Сердце сжала боль. Что это за война такая! Сколько их уже было, кому она не могла помочь! Свою бы жизнь отдала, чтобы спасти чужую. Но тяжелое ранение, как пропасть, разделяет людей: одни еще по эту сторону перевала жизни, другие — почти по ту. И все ее знания и умения, вся ее нетерпеливая страсть спасти человека ничего не могли сделать. Сколько таких было! А сколько еще будет?

— Вы не беспокойтесь, — страстно заговорил мальчишка, по-своему поняв ее молчание. — Я все сделаю. Я ничего-ничего на свете не боюсь. Вы только фонарь поставьте.

— Фонарь? Какой фонарь?

— Я ничего не боюсь… Кроме темноты…

— Мы раненого в сарае положили, а там темно, — пояснила Нина.

— Поставьте фонарь, поставьте. И объясните мальчику, что надо делать…

Она потрепала его вихрастые волосы, отвернулась, чтобы спрятать готовые выплеснуться слезы, и пошла к машинам…

Колонна выглядела странно. Машины были облеплены людьми, многие сидели на бортах, опустив в кузова одни только ноги, некоторые стояли на подножках.

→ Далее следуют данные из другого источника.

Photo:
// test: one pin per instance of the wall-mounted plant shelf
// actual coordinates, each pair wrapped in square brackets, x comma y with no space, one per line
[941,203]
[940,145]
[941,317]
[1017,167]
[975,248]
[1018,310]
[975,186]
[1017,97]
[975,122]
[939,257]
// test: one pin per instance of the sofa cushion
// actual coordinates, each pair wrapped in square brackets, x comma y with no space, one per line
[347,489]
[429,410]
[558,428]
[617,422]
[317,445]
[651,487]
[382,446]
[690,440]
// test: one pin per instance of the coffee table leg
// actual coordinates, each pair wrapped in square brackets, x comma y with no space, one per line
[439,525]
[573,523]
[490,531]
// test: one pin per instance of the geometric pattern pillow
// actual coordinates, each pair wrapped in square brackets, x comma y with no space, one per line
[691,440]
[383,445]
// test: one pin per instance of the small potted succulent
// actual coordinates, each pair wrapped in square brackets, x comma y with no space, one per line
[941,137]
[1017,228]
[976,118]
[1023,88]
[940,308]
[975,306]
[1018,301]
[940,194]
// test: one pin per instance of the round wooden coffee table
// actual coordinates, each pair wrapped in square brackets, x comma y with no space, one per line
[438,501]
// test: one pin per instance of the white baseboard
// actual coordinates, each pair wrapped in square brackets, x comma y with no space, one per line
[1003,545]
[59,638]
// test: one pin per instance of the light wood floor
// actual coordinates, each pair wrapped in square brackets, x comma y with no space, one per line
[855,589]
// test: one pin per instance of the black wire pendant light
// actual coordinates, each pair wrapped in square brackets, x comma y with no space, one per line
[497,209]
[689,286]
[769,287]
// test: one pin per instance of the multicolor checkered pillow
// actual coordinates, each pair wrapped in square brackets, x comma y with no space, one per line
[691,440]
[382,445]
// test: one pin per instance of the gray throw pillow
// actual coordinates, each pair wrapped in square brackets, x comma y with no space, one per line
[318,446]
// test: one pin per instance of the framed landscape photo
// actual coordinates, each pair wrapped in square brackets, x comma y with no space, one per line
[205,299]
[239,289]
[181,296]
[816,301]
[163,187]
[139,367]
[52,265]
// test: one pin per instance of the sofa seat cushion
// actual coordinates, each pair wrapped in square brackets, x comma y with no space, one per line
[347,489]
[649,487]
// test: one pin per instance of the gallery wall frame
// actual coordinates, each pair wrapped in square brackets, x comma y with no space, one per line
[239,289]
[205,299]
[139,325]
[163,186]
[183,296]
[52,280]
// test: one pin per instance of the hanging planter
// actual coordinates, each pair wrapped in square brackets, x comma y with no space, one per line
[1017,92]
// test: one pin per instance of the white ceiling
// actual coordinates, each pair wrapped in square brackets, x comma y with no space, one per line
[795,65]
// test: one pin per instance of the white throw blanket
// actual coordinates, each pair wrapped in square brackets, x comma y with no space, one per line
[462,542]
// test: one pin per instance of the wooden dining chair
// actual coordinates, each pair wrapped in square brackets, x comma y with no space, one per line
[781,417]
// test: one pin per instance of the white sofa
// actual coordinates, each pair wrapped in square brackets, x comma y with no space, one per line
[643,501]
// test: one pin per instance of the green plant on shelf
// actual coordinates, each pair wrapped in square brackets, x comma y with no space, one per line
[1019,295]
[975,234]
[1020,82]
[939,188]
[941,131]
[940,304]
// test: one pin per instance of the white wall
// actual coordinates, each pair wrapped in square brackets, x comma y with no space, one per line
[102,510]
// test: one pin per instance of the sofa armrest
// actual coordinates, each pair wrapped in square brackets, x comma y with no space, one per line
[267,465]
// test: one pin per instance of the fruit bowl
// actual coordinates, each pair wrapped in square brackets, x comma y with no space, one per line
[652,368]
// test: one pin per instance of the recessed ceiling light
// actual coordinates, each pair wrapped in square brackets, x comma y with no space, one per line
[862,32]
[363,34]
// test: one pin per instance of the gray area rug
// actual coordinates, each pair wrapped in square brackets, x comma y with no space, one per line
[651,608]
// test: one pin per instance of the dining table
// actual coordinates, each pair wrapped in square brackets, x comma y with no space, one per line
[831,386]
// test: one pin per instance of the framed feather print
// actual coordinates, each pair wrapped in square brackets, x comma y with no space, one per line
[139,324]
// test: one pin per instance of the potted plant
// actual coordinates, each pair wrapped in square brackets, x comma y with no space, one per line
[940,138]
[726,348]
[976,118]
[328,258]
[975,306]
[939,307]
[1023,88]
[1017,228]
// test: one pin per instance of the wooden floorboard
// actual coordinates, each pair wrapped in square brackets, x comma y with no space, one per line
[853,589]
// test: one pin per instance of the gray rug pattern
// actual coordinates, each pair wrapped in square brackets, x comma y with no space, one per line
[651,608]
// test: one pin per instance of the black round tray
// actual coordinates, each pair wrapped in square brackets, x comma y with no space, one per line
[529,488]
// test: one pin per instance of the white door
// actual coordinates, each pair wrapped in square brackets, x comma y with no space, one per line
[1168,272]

В Симферополь въехали, когда было уже совсем светло. По-старушечьи укутанные платками женщины стояли на тротуарах, молча смотрели на надсадно гудевшие машины. Слишком явным было направление движения машин, слишком убедительным был их вид, чтобы не понять, куда они едут и почему спешат.

Шофер резко затормозил, и Цвангер увидела перед капотом женщину с корзиной в поднятых руках.

— Возьмите, милые! — кричала женщина.

— Некуда! — сердито крикнули на нее с подножки. — Не видишь, ранеными переполнены?

— Возьмите… для раненых!

Тряпица, прикрывавшая корзину, сползла и Цвангер увидела отборные, одно к одному, красные яблоки. И тут же, словно только того и дожидалась, толпа на тротуарах задвигалась, из-за людей высунулся ящик, затем другой. В ящиках блестели банки каких-то консервов, громоздились аппетитные горбухи, как видно, только что испеченного хлеба, виднелись горлышки бутылок.

— Берите, все равно немец пожрет!…

— Не останавливаться, — испуганно сказала Цвангер шоферу и замахала рукой женщине, чтобы освободила дорогу.

— Взяли бы, да некуда! — кричал сверху чей-то высокий просительный голос. — Для людей места нема!…

Но из толпы, видимо, поняв, что ящики класть и в самом деле некуда, стали протягивать яблоки, банки консервов, круглые хлебы, и кое-кто с бортов брал их, передавал в кузова.